The application of UAS reduces the operative time, intrarenal pressure, and its associated complications and increases SFR, but its use is still debated widely [12]. In the present study, the UAS has placed in 15 (33.3%) patients of the RIRS group without any complications. This agreed with Karunakaran et al.’ work that found no UAS-related complications but with prestenting of all the children below 5 years [12]. On the other side, in a series of 96 children with a mean age of 13 years, authors stated that 7.3% of patients had UAS-associated complications [21]. Also, Schuster et al. noted that only 2 of 221 ureteroscopies in children suffered from strictures and 8 developed vesicoureteral reflux of low grade [22]. This can be explained by the larger study population in their work and prestenting of any child with the too thin urethra or usage of FURS directly in UAS application failure in our study.

The outcome of RIRS relies on the stone burden, and it decreases significantly in stone size above 20 mm. Many studies concluded that RIRS is more effective than mini-PCNL in stones smaller than 20 mm and mini-PCNL has a superior outcome with bigger stones, while RIRS still represents an alternative to it [23]. With regard to the initial SFR, we found no significant differences between the two groups (88.9% and 95.6% in the RIRS and mini-PCNL groups, respectively). Also, both procedures were comparable regarding the need for auxiliary treatment on residual stones. This matches with Resorlu et al.’s comparative analysis of RIRS and mini-PCNL in the management of pediatric renal stones 10–30 mm in size. They noted SFR of 84% and 86% for RIRS and mini-PCNL groups, respectively. They concluded that the RIRS success rate decreases markedly with stone size above 20 mm [24]. Also, Zhang et al. reported that the SFR achieved by RIRS for stones larger than 2 cm was 79.7% and 80.9% after mini-PCNL [25]. However, Pelit et al. found out that for pediatric stones the SFR of RIRS (75%) was less than the SFR of mini-PCNL (84.4%) [19].

With regard to the complications, our study reported no significant difference between the two groups. We documented mainly grade I and II complications in both groups except for 1 patient in the mini-PCNL group that suffered from renal pelvis perforation (grade III B) and was managed successfully with stent application. No major (grade IV–V) complications were observed in either group.
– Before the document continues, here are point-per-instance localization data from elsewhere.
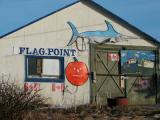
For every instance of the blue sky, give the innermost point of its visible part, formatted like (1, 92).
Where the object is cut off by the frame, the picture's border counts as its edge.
(143, 14)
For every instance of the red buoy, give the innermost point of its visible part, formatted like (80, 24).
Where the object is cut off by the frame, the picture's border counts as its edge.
(77, 73)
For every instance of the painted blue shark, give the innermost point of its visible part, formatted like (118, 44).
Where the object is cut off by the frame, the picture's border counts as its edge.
(97, 36)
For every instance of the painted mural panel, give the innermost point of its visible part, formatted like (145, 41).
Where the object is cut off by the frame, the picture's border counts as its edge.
(137, 62)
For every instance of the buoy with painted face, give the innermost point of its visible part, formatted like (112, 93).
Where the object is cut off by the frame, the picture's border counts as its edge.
(77, 73)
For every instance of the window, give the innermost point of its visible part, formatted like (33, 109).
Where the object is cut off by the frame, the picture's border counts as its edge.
(44, 69)
(137, 62)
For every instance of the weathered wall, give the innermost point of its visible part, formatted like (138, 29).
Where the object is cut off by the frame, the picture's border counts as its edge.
(54, 32)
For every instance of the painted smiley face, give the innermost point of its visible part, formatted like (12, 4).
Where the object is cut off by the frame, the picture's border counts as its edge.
(77, 73)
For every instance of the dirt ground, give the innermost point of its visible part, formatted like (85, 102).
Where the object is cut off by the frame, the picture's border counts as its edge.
(90, 112)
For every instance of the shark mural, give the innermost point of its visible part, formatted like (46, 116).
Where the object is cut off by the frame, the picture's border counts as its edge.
(94, 36)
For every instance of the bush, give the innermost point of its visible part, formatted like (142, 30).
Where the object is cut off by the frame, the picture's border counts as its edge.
(15, 101)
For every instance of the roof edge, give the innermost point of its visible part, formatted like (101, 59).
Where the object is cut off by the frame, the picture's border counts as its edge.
(38, 19)
(123, 22)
This is in agreement with Resorlu et al. who reported that the total complications in mini-PCNL were more but this difference was not statistically significant [24]. Also, Pelit et al. observed only minor complications (grade I, II, and III) happened in 8.4% and 17% of RIRS and mini-PCNL, respectively, but again the difference was not statistically significant [19].

There is a persistent demand for providing value-based care, especially with the ongoing economic pressures, so there is a must to assess the cost-effectiveness of new procedures prior to their usage [26]. In the present study, the mean cost per procedure was higher in the RIRS group than in the mini-PCNL group. This can be explained by the high cost of repair of FURS. Going with this, Bagcioglu et al. and Erdoğan et al. reported that the cost per patient was significantly lower in PCNL than in RIRS group. They explained the need for auxiliary equipment and expensive materials in RIRS and their short lifetime [27, 28]. On the contrary, Wymer et al. found that RIRS was a more cost-effective procedure than ESWL and PCNL for renal stones 1–2 cm in size. They attributed that to the relatively high SFR and low complication rate of RIRS reported in their research [29].

The main limitations of our study were: we did not assess stone chemical composition as we used laser for stone disintegration, postoperative pain scores, and stone volume. However, we think that our findings will contribute well to the continuous research regarding this critical topic.

Conclusion

Both RIRS and mini-PCNL are effective and safe treatment modalities for pediatric renal stones 10–30 mm in size. However, mini-PCNL is more cost-effective making it a viable alternative to RIRS.